Monday, August 23, 2010

It's hard


I asked the Lord, that I might grow In faith, and love,
and every grace; Might more of His salvation know,
And seek more earnestly His face.
I hoped that in some favored hour
At once He’d answer my request,
And by His love’s constraining power Subdue my sins,
and give me rest. Instead of this,
He made me feel The hidden evils of my heart;
And let the angry powers of hell Assault my soul in every part.
Yea more, with His own hand He seemed Intent to aggravate my woe;
Crossed all the fair designs I schemed,
Blasted my gourds, and laid me low.
“Lord, why is this?” I trembling cried,
“Wilt thou pursue Thy worm to death?”
“‘Tis in this way,” the Lord replied,
“I answer prayer for grace and faith.
These inward trials I employ From self and pride to set thee free;
And break thy schemes of earthly joy,
That thou may’st seek thy all in me"
(Issac Newtown)

1 comment:

in the falling leaves said...

In some strange way I have found a sort of sisterhood in your posts .

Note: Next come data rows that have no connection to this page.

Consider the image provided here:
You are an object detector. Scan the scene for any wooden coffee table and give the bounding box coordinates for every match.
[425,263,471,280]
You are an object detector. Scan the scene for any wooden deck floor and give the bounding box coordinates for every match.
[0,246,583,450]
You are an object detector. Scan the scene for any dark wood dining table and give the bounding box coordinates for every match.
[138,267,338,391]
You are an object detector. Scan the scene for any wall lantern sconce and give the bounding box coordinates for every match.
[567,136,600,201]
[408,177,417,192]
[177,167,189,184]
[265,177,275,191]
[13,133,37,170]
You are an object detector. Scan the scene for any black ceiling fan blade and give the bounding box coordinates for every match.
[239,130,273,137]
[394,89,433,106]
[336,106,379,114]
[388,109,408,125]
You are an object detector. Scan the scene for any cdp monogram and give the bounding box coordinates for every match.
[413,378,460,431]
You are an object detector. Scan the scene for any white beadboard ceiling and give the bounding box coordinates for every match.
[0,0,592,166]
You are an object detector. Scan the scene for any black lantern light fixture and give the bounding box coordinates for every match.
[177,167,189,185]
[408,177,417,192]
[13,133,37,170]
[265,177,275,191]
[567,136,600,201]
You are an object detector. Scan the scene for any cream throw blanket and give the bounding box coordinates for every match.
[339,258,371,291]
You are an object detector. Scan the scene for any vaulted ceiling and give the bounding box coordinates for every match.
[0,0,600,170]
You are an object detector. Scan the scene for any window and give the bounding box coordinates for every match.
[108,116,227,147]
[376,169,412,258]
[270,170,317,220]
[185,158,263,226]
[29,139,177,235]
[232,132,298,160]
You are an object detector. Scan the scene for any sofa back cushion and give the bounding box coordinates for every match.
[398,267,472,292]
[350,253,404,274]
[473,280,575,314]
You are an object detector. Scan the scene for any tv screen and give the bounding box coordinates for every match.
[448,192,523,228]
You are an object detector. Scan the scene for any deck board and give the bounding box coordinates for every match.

And when they listen to the revelation received by the Apostle thou wilt see their eyes overflowing with tears for they recognize the truth: they pray: "Our Lord! we believe; write us down among the witnesses.
"What cause can we have not to believe in Allah and the truth which has come to us seeing that we long for our Lord to admit us to the company of the righteous?"
And for this their prayer hath Allah rewarded them with gardens with rivers flowing underneath their eternal home. Such is the recompense of those who do good.